I am having a very hard time lately, and here are parts of the thoughts i help myself with: I am here to understand myself, to be in harmony with who I am, i shouldn’t be looking for answers everywhere. I am on a journey now (my studies) and i am finishing it, that does not necessarily mean that i like it. I might end up liking it, I don’t have to figure everything out right now. I know it’s hard, it’s very hard looking at the future and having no clue about it and being super scared. Life always finds a way so I will. I believe we are here to experience, to just be, and we shouldn’t be defined by anything neither a career nor a country or job etc… We shouldn’t always have a specific purpose, our purpose could just be to just live and be okay with ourselves and knowing everyday by itself is an experience.
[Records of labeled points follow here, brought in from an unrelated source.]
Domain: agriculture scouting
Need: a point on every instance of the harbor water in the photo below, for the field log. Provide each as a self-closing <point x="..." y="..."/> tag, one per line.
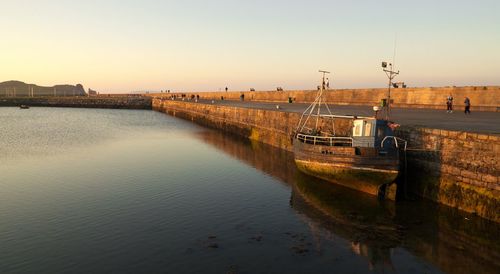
<point x="136" y="191"/>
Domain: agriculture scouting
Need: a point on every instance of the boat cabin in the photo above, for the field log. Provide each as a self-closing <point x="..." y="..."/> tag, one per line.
<point x="369" y="132"/>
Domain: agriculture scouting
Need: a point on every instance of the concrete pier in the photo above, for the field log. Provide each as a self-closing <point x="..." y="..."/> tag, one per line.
<point x="456" y="168"/>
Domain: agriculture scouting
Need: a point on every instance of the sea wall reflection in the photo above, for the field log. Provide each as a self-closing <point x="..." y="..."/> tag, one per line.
<point x="452" y="241"/>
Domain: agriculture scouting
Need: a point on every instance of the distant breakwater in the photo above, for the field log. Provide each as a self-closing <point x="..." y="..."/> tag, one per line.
<point x="112" y="102"/>
<point x="458" y="169"/>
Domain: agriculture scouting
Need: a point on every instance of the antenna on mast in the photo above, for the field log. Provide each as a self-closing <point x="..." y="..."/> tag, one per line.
<point x="389" y="69"/>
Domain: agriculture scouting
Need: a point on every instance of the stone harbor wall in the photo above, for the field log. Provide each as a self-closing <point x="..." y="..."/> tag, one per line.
<point x="485" y="98"/>
<point x="136" y="102"/>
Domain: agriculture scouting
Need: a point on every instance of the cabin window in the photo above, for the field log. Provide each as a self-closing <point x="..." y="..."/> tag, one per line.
<point x="357" y="130"/>
<point x="368" y="129"/>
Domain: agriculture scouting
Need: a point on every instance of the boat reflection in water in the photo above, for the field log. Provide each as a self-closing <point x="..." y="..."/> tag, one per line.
<point x="450" y="240"/>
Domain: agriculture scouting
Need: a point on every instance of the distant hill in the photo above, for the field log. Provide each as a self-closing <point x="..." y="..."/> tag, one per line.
<point x="21" y="89"/>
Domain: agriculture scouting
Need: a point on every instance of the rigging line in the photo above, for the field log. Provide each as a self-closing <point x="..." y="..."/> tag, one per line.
<point x="394" y="54"/>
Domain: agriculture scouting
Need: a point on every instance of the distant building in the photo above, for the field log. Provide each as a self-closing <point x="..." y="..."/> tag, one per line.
<point x="92" y="92"/>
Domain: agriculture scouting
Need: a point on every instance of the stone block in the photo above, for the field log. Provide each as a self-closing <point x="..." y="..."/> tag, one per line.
<point x="490" y="179"/>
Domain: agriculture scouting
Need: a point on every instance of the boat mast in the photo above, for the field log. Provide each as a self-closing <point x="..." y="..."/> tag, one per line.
<point x="391" y="74"/>
<point x="320" y="95"/>
<point x="304" y="119"/>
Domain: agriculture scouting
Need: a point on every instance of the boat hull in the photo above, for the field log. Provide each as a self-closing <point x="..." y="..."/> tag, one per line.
<point x="363" y="169"/>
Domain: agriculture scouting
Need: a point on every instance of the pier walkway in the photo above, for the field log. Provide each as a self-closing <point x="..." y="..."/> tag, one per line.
<point x="478" y="122"/>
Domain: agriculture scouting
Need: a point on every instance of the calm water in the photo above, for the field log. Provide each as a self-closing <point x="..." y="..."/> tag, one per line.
<point x="99" y="191"/>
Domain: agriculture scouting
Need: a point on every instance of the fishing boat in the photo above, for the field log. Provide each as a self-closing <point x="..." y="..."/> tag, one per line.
<point x="360" y="152"/>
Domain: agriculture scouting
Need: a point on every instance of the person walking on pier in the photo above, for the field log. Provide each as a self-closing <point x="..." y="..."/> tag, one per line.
<point x="449" y="104"/>
<point x="467" y="105"/>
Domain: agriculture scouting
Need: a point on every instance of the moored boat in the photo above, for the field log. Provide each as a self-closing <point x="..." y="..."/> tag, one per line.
<point x="364" y="158"/>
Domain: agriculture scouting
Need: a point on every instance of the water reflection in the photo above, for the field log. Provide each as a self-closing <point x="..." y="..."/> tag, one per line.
<point x="452" y="241"/>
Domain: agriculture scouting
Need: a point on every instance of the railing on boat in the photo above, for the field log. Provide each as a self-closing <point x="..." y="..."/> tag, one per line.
<point x="397" y="140"/>
<point x="324" y="140"/>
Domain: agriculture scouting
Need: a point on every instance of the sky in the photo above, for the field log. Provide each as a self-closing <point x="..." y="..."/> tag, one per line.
<point x="205" y="45"/>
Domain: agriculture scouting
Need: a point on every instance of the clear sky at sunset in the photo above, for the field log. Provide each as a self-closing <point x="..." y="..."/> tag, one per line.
<point x="121" y="46"/>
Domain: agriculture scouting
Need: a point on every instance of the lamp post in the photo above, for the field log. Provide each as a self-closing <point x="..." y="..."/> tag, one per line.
<point x="391" y="74"/>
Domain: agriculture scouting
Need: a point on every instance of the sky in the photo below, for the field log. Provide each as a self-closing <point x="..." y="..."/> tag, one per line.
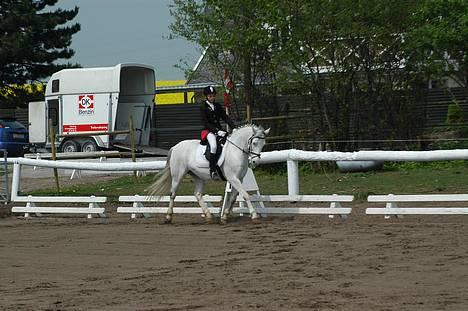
<point x="122" y="31"/>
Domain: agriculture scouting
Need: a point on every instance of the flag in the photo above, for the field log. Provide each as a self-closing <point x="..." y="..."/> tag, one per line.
<point x="228" y="88"/>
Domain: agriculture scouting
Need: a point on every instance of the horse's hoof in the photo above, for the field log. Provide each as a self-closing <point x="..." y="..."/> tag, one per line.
<point x="256" y="218"/>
I know i am super scared in terms of what if i am sabotaging myself and i am not taking the correct road. But what if I understand that it’s okay not to know, and it’s fine to try. Maybe it’s an identity crisis idk ( I am 23 yo)
This year has been the most difficult year in my entire life, i felt at my lowest and i was very weak and i am still vulnerable until now. I am even somewhat numb to any motivational talk or quotes or whatever you call it. Sometimes i just feel like life is fake, everything we are doing is fake, and why am I here or why i am doing so much effort. I even feel like I lost a part of myself, as one year ago i was a very confident and optimistic person, while for the past 7 months i’ve been kind of pessimistic and less confident.
Any good ideas or thoughts to help me get through this are appreciated.